The problem is that my pellet is full of genomic DNA which makes for very bad SDS-PAGE gels.
How do I remove this genomic DNA?
Could I spin the homogenate at 300g for some minutes and continue work on the supernatant (between step 2 and 3)?
Unfortunately I do not have access to a sonicator to shear the gDNA.
I have access to DNase1, but I'm worried it will not work because of my inhibitor cocktail.
Edit: I have added an image of the gel illustrating my gDNA problem. 1-4: insoluble fraction, 5-8 soluble fraction.
Blotting and antibody incubation confirms that my protein of interest is in the insoluble fraction, but of course the band is very messy.
If the protein(s) of your interest are reasonably stable in buffer/cocktail without the Triton X-100, proceed with conventional homogenization (not blending), followed by a 3000xg centrifugation to remove bulk of the nuclear fraction.

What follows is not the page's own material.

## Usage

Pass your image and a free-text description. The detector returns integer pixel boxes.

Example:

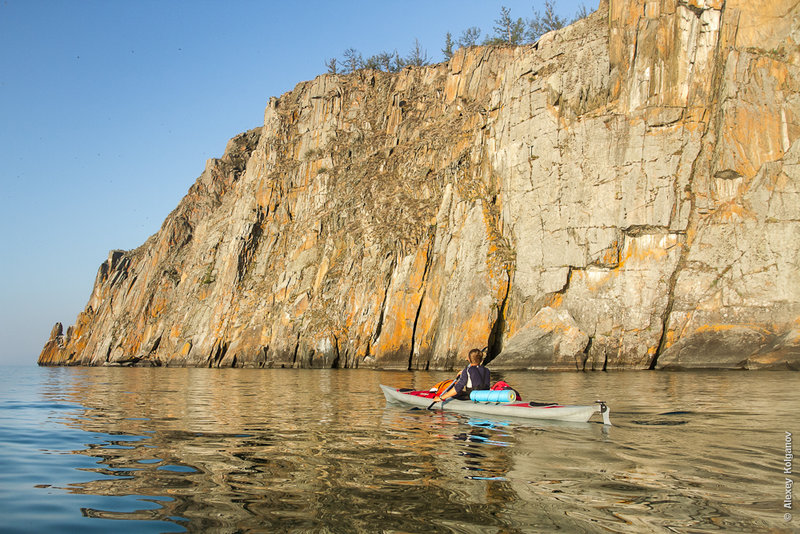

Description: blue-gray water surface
[0,367,800,533]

This will eliminate most of the DNA (some nuclei will be damaged and cross-contamination is inevitable - mitochondrial DNA will also be there in the supernatant).
If the protein of your interest is in the nuclear fraction at this point, and it is "solubilized" by 1% Triton X-100, DNase may not work. However, you can take advantage of an anion exchanger to entirely eliminate the DNA and use what passes through. Of course, this may entail adding substantial amount of salt to ensure that majority of proteins (especially the ones that interest you) do not bind the matrix. This salt will have have to be removed or significantly reduced to have decent separation on gels.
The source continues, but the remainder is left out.